Which companies sell exenatide and how do market dynamics affect share

Exenatide is sold by brand holders and then faces downstream share shifts when generics enter or when payers prefer a subset of GLP-1 RAs. Share depends on:

  • Formulary placement
  • Rebate structure
  • Patient assistance programs
  • Contracting cadence tied to Q4/Q1 utilization cycles

A named company list and share breakdown requires current market data and product-level reporting that is not provided in the prompt.

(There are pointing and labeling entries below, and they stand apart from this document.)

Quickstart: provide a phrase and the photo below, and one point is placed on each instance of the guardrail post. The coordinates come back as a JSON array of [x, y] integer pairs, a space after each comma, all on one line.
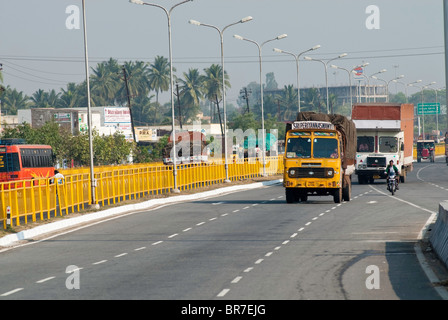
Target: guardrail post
[[8, 216]]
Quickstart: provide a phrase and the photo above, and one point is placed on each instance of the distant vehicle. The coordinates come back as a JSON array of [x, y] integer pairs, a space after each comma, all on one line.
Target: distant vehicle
[[426, 150], [20, 161], [319, 157], [190, 148], [384, 132]]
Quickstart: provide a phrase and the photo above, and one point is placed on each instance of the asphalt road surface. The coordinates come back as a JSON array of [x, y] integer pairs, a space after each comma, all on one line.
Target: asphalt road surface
[[248, 245]]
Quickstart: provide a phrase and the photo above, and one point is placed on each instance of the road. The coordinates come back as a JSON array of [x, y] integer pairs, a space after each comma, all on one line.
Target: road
[[248, 245]]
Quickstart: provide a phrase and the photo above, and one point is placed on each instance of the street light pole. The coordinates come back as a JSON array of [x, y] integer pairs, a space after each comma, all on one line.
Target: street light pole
[[89, 111], [259, 46], [296, 57], [221, 35], [168, 15], [326, 73]]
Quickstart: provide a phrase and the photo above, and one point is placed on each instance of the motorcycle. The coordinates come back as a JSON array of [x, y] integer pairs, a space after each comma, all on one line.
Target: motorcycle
[[392, 182]]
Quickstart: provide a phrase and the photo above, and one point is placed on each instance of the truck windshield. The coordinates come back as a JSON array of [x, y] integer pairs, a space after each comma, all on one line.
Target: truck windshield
[[388, 144], [298, 148], [325, 148], [365, 144]]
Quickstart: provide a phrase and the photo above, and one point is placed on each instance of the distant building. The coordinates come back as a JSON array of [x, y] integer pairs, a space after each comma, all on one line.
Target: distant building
[[106, 120]]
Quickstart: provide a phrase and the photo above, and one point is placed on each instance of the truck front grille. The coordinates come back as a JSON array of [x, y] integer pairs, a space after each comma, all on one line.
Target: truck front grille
[[376, 162], [311, 172]]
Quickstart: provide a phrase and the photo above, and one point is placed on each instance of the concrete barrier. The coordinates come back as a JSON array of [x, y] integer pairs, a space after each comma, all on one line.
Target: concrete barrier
[[439, 233]]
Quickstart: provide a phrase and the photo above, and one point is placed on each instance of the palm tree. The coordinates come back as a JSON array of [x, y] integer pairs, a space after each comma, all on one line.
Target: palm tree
[[104, 82], [39, 99], [213, 85], [159, 78], [12, 100], [191, 91], [69, 98]]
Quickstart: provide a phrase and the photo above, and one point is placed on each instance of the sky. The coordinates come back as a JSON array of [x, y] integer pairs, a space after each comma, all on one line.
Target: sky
[[42, 44]]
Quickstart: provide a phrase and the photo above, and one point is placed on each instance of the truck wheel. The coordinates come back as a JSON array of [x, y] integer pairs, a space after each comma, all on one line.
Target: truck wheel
[[347, 192], [403, 176], [361, 179], [337, 196], [290, 195]]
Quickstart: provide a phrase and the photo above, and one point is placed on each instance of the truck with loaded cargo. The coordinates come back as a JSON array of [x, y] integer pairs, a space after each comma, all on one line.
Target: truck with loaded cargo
[[385, 131], [319, 157]]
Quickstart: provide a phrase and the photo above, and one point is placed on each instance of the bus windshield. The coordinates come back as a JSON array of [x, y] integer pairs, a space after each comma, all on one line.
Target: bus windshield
[[325, 148], [298, 148]]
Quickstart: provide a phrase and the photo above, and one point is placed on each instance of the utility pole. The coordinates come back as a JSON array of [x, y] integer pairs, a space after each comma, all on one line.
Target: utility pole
[[178, 105], [129, 103], [246, 94], [445, 23]]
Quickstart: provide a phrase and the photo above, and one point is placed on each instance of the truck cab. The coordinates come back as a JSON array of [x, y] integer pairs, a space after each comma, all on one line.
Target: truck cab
[[374, 151], [313, 162]]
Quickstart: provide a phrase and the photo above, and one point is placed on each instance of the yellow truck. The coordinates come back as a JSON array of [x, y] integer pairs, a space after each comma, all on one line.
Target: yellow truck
[[320, 151]]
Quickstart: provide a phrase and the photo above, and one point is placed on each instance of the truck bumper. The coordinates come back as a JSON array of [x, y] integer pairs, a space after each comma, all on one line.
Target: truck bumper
[[371, 173]]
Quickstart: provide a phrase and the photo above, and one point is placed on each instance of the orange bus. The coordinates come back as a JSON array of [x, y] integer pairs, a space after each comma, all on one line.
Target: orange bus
[[20, 161]]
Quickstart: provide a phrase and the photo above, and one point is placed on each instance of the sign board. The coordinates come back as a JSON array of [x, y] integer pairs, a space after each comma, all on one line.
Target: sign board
[[428, 108]]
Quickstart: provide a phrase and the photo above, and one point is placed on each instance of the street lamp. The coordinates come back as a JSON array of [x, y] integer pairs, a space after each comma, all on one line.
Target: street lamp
[[350, 78], [221, 32], [168, 15], [372, 76], [89, 111], [326, 73], [296, 57], [259, 46], [388, 82]]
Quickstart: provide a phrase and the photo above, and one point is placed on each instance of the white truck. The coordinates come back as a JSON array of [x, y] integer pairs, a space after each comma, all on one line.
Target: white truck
[[384, 132]]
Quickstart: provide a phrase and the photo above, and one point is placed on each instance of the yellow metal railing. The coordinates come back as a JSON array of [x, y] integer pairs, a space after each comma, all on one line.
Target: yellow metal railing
[[40, 199]]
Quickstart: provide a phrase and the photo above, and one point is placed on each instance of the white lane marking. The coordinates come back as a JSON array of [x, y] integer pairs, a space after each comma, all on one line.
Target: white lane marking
[[121, 255], [11, 292], [44, 280], [223, 293], [237, 279]]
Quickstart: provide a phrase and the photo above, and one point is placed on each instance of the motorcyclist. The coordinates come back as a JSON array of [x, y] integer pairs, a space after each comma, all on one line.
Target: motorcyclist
[[391, 166]]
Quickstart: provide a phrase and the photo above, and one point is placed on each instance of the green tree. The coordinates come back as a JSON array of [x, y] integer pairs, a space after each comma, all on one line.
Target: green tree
[[12, 100], [191, 92]]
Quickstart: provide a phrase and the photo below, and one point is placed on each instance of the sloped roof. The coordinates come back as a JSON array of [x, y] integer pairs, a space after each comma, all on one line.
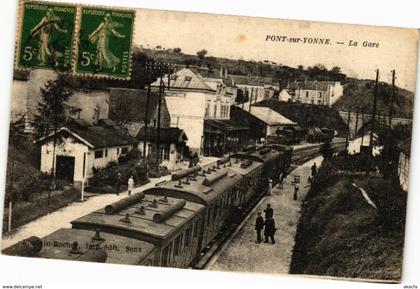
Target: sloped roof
[[310, 85], [136, 99], [95, 136], [251, 80], [169, 134], [185, 78], [268, 115]]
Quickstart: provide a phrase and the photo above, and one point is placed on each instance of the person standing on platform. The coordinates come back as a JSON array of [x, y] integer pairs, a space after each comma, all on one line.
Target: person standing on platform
[[268, 212], [281, 181], [269, 230], [130, 185], [270, 186], [313, 170], [296, 190], [259, 225]]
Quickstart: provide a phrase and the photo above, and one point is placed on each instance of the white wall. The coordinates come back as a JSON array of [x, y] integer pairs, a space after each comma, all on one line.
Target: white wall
[[69, 147]]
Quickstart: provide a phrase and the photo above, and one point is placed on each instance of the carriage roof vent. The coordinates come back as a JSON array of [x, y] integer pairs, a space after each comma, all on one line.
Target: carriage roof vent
[[123, 204], [168, 211], [215, 177], [184, 173], [265, 151], [223, 161], [246, 164]]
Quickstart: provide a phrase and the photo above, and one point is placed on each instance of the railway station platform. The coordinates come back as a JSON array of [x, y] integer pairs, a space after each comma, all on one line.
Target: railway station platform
[[241, 253]]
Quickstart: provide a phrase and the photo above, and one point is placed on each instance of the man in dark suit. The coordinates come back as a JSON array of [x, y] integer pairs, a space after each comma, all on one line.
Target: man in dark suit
[[269, 230], [268, 211], [259, 225]]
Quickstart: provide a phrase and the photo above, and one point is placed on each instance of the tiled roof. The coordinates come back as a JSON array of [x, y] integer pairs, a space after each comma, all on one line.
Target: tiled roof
[[169, 135], [309, 85], [95, 136], [268, 115], [136, 99], [251, 80], [185, 78]]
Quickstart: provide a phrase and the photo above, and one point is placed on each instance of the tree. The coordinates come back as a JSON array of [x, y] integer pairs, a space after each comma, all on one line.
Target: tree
[[52, 109], [202, 54], [52, 115]]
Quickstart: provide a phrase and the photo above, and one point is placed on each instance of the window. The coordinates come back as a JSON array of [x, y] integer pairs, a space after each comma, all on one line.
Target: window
[[99, 154], [178, 245], [207, 109], [166, 255], [187, 237], [164, 153]]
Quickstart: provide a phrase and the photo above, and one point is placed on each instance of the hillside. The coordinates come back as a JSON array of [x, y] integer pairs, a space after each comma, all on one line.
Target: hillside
[[308, 115], [359, 93], [341, 235]]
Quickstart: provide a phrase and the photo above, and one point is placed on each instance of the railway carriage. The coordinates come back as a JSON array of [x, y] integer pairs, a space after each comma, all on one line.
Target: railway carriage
[[170, 224], [86, 245], [214, 186]]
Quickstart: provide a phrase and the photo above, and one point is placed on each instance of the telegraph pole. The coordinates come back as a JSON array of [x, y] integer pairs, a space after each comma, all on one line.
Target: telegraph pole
[[357, 121], [146, 119], [250, 100], [348, 130], [363, 129], [161, 92], [375, 96], [391, 106]]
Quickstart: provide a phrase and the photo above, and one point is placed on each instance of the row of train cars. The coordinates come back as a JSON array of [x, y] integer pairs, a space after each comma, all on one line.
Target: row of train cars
[[171, 224]]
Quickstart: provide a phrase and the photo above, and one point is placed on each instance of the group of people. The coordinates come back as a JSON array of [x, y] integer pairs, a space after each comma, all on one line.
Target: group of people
[[268, 225]]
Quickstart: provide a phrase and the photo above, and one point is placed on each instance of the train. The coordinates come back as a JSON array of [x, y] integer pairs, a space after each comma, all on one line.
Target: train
[[172, 224]]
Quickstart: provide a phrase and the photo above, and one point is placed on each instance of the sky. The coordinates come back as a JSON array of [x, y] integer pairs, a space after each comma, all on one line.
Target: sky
[[239, 37]]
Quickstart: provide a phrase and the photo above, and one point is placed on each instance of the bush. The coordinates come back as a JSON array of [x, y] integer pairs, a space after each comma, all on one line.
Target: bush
[[117, 175]]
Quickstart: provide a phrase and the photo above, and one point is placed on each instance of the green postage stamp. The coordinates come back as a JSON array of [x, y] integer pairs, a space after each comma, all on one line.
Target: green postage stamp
[[46, 38], [104, 43], [82, 40]]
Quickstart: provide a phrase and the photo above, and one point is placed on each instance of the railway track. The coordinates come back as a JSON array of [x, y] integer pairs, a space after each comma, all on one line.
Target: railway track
[[299, 157]]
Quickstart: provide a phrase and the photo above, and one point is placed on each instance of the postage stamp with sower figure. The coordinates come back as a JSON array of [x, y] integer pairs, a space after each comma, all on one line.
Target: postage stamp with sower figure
[[46, 38], [104, 43]]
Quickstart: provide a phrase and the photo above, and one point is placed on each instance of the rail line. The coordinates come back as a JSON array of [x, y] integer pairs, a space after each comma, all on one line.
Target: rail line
[[299, 157]]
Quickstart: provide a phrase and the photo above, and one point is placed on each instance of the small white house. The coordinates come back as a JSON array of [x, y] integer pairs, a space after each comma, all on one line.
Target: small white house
[[80, 147], [172, 142]]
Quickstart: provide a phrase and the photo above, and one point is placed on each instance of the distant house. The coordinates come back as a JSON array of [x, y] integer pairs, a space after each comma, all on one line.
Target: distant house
[[257, 88], [129, 106], [404, 164], [192, 103], [314, 92], [261, 121], [171, 148], [83, 147], [85, 104]]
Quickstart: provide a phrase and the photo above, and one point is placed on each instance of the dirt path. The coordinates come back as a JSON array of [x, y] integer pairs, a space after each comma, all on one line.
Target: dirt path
[[243, 254]]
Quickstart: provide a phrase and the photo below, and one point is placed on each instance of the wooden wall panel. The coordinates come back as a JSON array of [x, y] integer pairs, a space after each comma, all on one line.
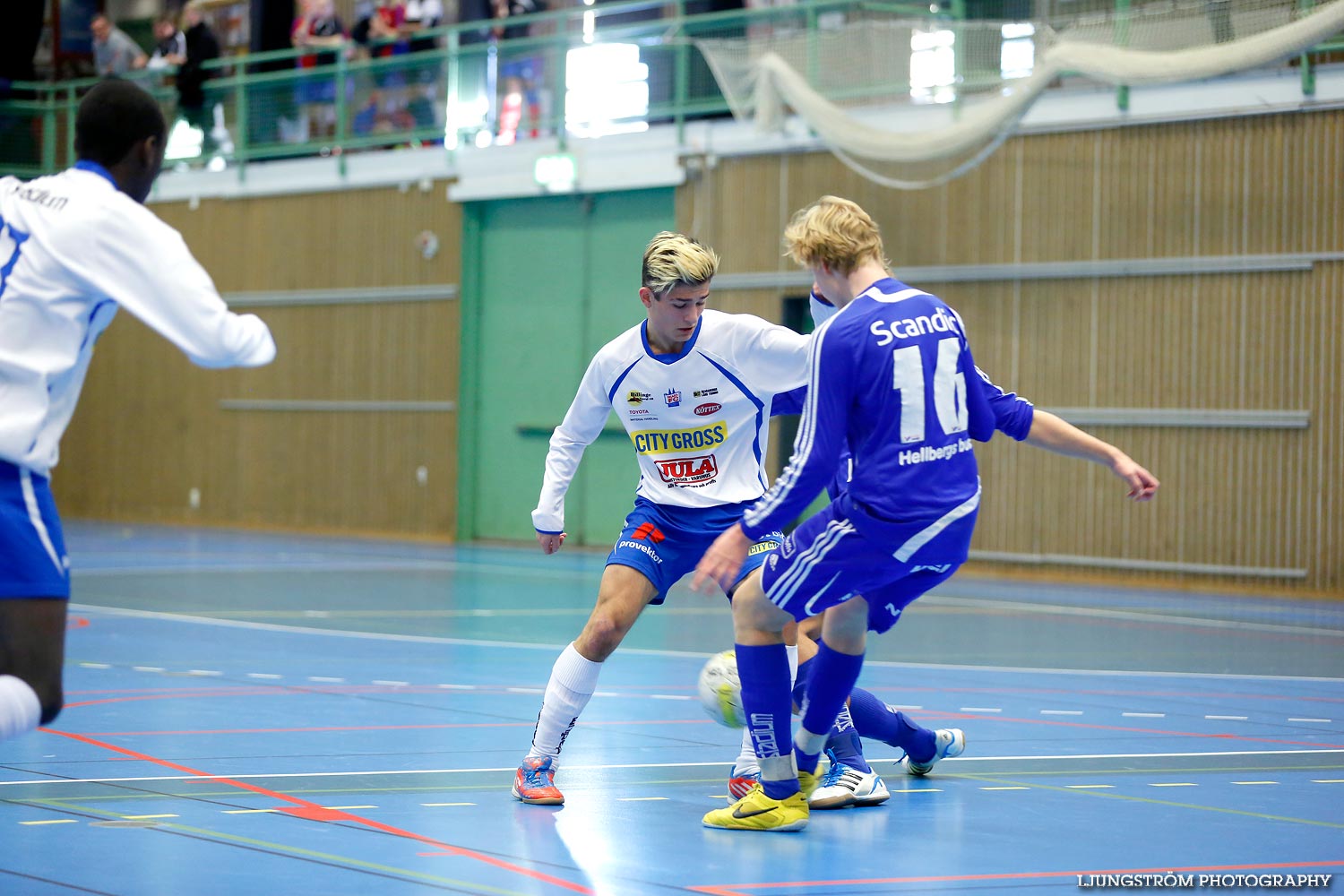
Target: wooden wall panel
[[1253, 498], [322, 241], [151, 427]]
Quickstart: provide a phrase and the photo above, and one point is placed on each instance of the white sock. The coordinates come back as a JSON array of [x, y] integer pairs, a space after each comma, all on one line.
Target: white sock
[[746, 756], [21, 711], [573, 683]]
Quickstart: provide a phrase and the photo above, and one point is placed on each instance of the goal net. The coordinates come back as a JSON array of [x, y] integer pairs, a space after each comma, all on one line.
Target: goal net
[[913, 102]]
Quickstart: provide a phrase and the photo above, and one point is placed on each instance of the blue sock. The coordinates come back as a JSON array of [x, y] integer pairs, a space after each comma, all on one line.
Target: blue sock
[[763, 673], [876, 720], [830, 684], [844, 743]]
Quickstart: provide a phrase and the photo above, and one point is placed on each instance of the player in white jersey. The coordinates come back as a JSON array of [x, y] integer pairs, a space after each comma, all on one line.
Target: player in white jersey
[[892, 381], [694, 389], [73, 247]]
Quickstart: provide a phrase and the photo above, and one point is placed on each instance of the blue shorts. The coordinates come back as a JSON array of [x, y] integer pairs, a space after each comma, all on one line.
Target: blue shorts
[[32, 551], [664, 543], [841, 552]]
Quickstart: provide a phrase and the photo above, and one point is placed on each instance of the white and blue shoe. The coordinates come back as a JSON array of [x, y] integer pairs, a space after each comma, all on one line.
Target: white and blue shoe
[[741, 782], [847, 786], [951, 742]]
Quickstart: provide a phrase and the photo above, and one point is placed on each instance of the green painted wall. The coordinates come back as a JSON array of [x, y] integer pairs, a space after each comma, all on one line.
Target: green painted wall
[[545, 284]]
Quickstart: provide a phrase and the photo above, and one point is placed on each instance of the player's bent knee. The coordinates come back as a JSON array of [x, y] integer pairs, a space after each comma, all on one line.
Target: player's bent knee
[[599, 638]]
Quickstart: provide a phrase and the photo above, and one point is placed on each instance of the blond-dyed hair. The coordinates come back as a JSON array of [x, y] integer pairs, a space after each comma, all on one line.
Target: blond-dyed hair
[[835, 233], [671, 260]]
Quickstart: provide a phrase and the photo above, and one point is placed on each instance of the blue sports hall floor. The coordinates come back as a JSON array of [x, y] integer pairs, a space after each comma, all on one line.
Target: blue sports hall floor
[[273, 715]]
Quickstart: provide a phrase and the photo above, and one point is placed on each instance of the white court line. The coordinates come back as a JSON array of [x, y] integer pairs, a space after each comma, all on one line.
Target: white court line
[[645, 651], [653, 764]]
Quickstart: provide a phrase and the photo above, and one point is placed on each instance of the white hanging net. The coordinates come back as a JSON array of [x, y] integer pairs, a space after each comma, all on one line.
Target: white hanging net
[[957, 89]]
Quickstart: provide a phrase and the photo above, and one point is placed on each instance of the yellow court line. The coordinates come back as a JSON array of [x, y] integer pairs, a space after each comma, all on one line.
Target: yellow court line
[[1176, 805]]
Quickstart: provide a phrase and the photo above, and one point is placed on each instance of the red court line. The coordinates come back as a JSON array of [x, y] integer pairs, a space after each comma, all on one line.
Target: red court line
[[736, 890], [306, 809]]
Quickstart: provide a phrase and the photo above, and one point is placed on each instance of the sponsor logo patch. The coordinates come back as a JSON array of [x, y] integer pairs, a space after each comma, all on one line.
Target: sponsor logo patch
[[676, 441], [648, 530]]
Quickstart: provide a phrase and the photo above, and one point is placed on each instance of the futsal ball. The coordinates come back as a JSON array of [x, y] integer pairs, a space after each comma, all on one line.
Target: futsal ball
[[720, 691]]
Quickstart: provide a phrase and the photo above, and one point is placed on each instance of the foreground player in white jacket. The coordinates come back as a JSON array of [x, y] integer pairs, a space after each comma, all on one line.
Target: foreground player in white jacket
[[73, 249], [694, 390]]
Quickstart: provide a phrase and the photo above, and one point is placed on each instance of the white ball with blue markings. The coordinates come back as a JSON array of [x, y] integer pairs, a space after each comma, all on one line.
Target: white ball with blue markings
[[720, 691]]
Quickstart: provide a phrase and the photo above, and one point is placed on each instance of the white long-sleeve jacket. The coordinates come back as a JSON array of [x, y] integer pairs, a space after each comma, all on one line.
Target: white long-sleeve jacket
[[73, 249]]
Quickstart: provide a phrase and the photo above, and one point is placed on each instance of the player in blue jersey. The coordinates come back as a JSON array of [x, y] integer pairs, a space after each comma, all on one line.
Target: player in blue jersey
[[73, 249], [892, 378]]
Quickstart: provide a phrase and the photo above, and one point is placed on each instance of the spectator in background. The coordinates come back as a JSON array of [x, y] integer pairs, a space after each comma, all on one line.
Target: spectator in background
[[519, 104], [387, 29], [317, 27], [113, 51], [171, 43]]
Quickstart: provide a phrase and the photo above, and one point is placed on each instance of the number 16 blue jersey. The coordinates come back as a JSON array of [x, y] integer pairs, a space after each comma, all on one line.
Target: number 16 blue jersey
[[892, 376]]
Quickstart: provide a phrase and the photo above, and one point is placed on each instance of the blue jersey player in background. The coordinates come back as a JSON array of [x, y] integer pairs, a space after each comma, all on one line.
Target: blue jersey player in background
[[892, 379]]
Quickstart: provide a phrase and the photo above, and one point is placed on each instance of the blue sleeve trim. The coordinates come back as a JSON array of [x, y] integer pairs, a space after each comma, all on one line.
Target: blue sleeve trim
[[760, 406]]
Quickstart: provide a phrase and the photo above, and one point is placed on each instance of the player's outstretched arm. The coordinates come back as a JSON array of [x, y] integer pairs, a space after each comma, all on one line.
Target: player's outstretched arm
[[1062, 437], [722, 562]]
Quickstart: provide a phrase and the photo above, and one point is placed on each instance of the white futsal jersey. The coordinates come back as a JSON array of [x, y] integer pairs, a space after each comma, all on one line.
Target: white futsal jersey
[[698, 419], [73, 249]]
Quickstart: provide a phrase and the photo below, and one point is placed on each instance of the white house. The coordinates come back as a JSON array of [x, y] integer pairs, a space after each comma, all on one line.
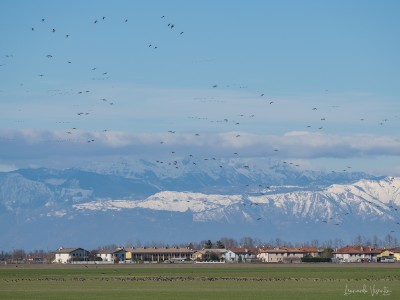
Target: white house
[[241, 254], [111, 255], [356, 254], [273, 255], [68, 255]]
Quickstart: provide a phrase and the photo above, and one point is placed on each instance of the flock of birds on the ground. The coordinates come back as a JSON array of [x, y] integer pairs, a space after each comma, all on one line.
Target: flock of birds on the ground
[[172, 159]]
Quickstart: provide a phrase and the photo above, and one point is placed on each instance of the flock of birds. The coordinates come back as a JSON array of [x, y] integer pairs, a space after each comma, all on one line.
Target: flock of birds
[[171, 159]]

Clinical and regulatory risk: what safety signals most affect exenatide adoption

Featured snippet answer: GLP-1 RA class risks that influence prescribing decisions include gastrointestinal adverse events and discontinuation, gallbladder disease signals reported in class literature, and pancreatitis monitoring. For market adoption, labeling safety language affects prior authorization behavior and clinician comfort, but payer policy and comparative efficacy usually dominate.

Key takeaways

  • Exenatide clinical development activity is largely post-approval and positioning-driven, with commercial outcomes dependent on payer policy and class competition more than new late-stage registration readouts.
  • Market growth prospects are constrained by GLP-1 RA winner-take-most contracting dynamics; base-case trajectories are typically low growth or gradual decline in high-penetration markets.
  • Projection upside depends on sustained formulary access and improved net pricing versus dominant competitors; downside follows formulary displacement or accelerated switching to higher-efficacy agents.
  • Patent exclusivity, Orange Book status, and generic entry timing are product-specific and must be assessed per formulation; they cannot be stated accurately without the exact listing set and patent expiration record for each exenatide NDA/NDC.

FAQs

  1. Will exenatide once-weekly lose formulary access before generics?
  2. How does exenatide persistence compare with other once-weekly GLP-1 RAs in claims data?
  3. What cost-sharing structures most reduce exenatide switching away from preferred GLP-1s?
  4. Which comorbidities most influence exenatide discontinuation decisions in real-world practice?
  5. What manufacturing/IP barriers typically slow generic exenatide formulation launches?

References (APA)

  1. FDA. (n.d.). Drugs@FDA: Drug Detail. US Food and Drug Administration.
  2. FDA. (n.d.). Orange Book: Approved Drug Products with Therapeutic Equivalence Evaluations. US Food and Drug Administration.
  3. ClinicalTrials.gov. (n.d.). Exenatide studies. National Library of Medicine.